No eggs! War?

This week I went into town to pick up some eggs as usual. My regular egg spot is at the "First of May Market" where the trucks unload trays of 30 eggs and people carry them off by the stacks all week long. In all our years in Tete, this is THE place to get eggs.

Until this week. Drive by, and no stacks of egg trays?
Other end of the market, same thing.
The guys selling boiled eggs are few and far between.
The grocery store still has eggs by the dozen, but not trays of 30.
Under the bridge the market stalls were selling eggs.

Each egg usually costs 5mt... except at Christmas when people crazily make lots of potato salad and seem to need lots of hard boiled eggs. At Christmas the price jumps to 180mt, then 200mt, then 240mt. Crazy!
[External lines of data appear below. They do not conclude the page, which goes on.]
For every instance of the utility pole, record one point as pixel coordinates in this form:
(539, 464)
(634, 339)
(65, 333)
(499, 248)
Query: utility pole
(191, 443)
The guy at the bridge stalls informed me that his precious last tray of eggs was going for 10mt/egg. That's 300mt for a tray of 30. This is a staple protein for us here. We go through a tray a week for sandwiches, cakes, pancakes and quiche or whatever. (Sometimes we even make potato salad when it isn't Christmas.)

"Why is the price of eggs up?" I asked innocently.
"War. These eggs come from Chimoio and there is a war on the highway. Haven't you heard about it?" he replies seriously.
"I thought the eggs came from Zimbabwe," I added.
"Don't you know they are from Chimoio?" he informs me.
There isn't a war between here and Chimoio!" I insist. "That trouble on the road isn't even close to the road to Chimoio!"
"It's not?" He replies, and I leave without buying extra expensive eggs.
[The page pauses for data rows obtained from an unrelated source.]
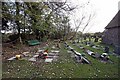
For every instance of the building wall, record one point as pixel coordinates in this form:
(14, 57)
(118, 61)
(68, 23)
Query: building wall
(110, 36)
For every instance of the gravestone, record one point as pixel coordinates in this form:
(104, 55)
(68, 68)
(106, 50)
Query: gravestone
(106, 49)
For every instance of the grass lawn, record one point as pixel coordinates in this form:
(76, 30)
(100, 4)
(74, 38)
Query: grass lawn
(65, 67)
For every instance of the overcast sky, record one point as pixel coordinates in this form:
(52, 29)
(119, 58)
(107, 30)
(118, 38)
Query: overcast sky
(104, 10)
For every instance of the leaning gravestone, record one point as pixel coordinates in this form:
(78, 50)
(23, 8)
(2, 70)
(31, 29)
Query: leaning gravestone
(106, 49)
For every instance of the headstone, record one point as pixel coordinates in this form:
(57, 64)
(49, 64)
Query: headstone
(12, 58)
(25, 54)
(32, 59)
(106, 49)
(48, 60)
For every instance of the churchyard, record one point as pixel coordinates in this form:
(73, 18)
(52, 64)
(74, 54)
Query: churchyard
(62, 62)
It is now a few days later and I have bought eggs at "First of May Market" in Tete. The price is 220mt. The eggs are said to be from Maputo and there is trouble on the road to Maputo and it is harder to get eggs from there. It troubles me that the first egg-man carelessly spreads rumors of war. He so easily blames an egg shortage on what he calls "war" without even thinking about it. How many people are there like that, I wonder. Actually, there is some trouble on that long road from the south of the country towards the north... but we are pretty far off the track for that mess. Another reason to be thankful for our little corner of Mozambique. Keep Mozambique in your prayers - sometimes trouble is just a rumor away!